Défaut d'observer certaines ordonnances
The NutraSweet Company Le Directeur a entrepris une enquête en avril 1991 après avoir reçu des renseignements selon lesquels The NutraSweet Company (NutraSweet) n'avait pas observé l'ordonnance en date du 4 octobre 1990 rendue par le Tribunal de la concurrence, violant ainsi l'article 74 de la Loi sur la concurrence. Des discussions ont par la suite eu lieu entre, d'une part, des membres du personnel et des avocats représentant le Directeur et, d'autre part, des dirigeants et des avocats représentant NutraSweet. Au terme de ces discussions, NutraSweet a convenu d'envoyer à ses clients des lettres approuvées par le Directeur pour leur expliquer les dispositions de l'ordonnance du Tribunal concernant la suppression des clauses d'utilisation exclusive contenues dans les contrats en vigueur, et la suppression du rabais consenti pour utiliser le logo de NutraSweet. Dans ces lettres, NutraSweet expliquait également la façon dont elle procéderait en ce qui a trait à la rédaction de nouveaux contrats conformes à l'ordonnance du Tribunal. Par conséquent, l'enquête a été discontinuée.
Xerox Canada Ltd. Le Directeur a ouvert une enquête en juillet 1992 après avoir reçu des renseignements selon lesquels Xerox Canada Ltd. (Xerox) n'avait pas observé l'ordonnance rendue par le Tribunal dela concurrence le 2 novembre 1990, et avait ainsi enfreint l'article 74 de la Loi sur la concurrence. Toutefois, au cours de l'examen de cette affaire, Xerox a modifié sa politique au Canada afin de l'aligner sur celle de sa société mère américaine. Par conséquent, l'enquête a été discontinuée.
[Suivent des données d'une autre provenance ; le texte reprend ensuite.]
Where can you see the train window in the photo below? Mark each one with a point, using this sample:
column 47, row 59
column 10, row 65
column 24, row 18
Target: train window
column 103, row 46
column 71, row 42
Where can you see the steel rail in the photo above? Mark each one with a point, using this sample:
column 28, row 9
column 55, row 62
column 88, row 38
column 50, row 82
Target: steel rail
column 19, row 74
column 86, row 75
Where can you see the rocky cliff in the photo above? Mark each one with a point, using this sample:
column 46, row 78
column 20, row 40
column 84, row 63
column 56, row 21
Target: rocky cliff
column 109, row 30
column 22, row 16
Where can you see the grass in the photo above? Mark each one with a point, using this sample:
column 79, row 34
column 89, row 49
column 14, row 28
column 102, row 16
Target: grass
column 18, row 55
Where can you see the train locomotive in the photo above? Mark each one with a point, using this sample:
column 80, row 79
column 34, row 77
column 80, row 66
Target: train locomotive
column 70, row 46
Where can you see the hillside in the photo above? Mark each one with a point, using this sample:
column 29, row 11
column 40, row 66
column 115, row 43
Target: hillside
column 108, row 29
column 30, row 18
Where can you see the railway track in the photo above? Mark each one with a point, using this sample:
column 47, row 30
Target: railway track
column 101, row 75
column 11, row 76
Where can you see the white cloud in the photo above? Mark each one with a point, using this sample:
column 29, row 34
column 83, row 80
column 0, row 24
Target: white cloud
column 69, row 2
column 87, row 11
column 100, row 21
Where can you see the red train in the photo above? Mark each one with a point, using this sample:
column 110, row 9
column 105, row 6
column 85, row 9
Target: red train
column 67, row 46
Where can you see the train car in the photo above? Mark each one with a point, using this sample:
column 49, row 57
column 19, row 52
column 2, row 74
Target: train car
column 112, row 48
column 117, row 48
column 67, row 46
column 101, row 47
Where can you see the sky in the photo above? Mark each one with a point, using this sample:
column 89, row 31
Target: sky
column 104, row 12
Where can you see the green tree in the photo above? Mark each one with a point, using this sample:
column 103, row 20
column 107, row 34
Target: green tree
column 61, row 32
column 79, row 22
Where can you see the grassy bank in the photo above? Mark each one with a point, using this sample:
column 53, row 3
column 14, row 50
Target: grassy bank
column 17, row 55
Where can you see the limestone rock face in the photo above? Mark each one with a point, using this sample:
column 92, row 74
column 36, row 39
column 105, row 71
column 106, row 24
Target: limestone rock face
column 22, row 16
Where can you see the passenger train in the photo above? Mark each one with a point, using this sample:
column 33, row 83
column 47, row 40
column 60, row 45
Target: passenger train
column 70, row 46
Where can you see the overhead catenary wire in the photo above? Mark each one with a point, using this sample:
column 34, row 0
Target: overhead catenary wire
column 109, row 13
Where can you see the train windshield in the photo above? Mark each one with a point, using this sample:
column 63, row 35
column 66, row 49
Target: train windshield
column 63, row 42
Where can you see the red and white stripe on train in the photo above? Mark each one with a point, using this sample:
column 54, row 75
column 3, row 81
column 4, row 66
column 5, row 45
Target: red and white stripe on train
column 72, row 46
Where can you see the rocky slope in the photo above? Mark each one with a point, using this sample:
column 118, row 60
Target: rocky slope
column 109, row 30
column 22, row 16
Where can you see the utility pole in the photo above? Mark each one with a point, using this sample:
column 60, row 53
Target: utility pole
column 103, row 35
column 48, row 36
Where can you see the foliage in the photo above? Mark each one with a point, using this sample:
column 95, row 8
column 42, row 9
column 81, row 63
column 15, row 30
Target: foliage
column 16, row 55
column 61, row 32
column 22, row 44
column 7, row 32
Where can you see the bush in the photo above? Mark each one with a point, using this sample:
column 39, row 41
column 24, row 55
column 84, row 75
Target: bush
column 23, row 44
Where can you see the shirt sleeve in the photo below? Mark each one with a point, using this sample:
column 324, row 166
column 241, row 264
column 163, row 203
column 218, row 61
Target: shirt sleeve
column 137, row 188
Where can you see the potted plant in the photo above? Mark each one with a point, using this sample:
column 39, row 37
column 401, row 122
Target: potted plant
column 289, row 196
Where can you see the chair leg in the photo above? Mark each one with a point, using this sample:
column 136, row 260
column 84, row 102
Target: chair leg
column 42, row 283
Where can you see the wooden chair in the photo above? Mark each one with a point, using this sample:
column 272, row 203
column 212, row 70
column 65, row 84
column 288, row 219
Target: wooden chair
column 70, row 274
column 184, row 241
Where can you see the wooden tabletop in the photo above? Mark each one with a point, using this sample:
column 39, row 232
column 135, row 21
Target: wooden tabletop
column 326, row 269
Abus de position dominante
Impression commerciale En 1992, le Directeur a reçu une demande d'enquête présentée par six résidents canadiens dans laquelle il était allégué qu'un imprimeur commercial s'était livré à plusieurs agissements anticoncurrentiels visant à éliminer un concurrent sur le marché de l'impression commerciale dans la région de Toronto. Il était allégué que ces agissements violaient plusieurs dispositions de la Loi, en particulier les dispositions relatives à l'abus de position dominante et les dispositions criminelles prévues aux paragraphes 45(1) et 61(6) de la Loi. Toutefois, les renseignements recueillis au cours de cette enquête n'ont pas donné au Directeur des motifs raisonnables de croire qu'une infraction visée aux dispositions criminelles de la Loi avait été commise, ou qu'il existait des motifs permettant au Tribunal de la concurrence de rendre une ordonnance. Par conséquent, l'enquête a été discontinuée.
Transformation de la pomme de terre En juin 1994, le Directeur a reçu une demande d'enquête présentée par six résidents canadiens dans laquelle il était allégué qu'une entreprise de transformation de la pomme de terre de l'Île-du-Prince-Édouard exerçait un contrôle considérable sur le marché de la transformation de la pomme de terre dans cette province, et que la construction d'un entrepôt de pommes de terre et l'agrandissement de l'usine de transformation de cette entreprise constituaient une pratique d'agissements anticoncurrentiels au sens de l'article 79 de la Loi. L'examen qui a été effectué dans cette affaire n'a toutefois pas permis de prouver que la construction de l'entrepôt modifierait la dynamique des négociations entre le Potato Processing Council et les deux entreprises de transformation de la pomme de terre. Par ailleurs, l'examen des documents et des renseignements fournis par les requérants n'a pas révélé que la construction de l'entrepôt et l'agrandissement des installations de transformation constitueraient une pratique d'agissements anticoncurrentiels au sens de l'article 79. Par conséquent, l'enquête a été discontinuée.
Refus de vendre
Équipement de télécommunications En avril 1990, le Directeur a entrepris une enquête sur réception d'une plainte selon laquelle une entreprise de télécommunication avait refusé de fournir à une entreprise des pièces et des services connexes pour la réparation et la reconstruction d'équipements terminaux fabriqués par l'entreprise de télécommunication. Cette dernière a par la suite était avisée de l'intention du Directeur de déposer auprès du Tribunal de la concurrence une demande en vue d'obtenir une ordonnance lui enjoignant d'accepter l'entreprise en tant que client. Des négociations subséquentes entre les deux entreprises ont abouti à la conclusion d'un contrat d'approvisionnement. Par conséquent, l'enquête a été discontinuée.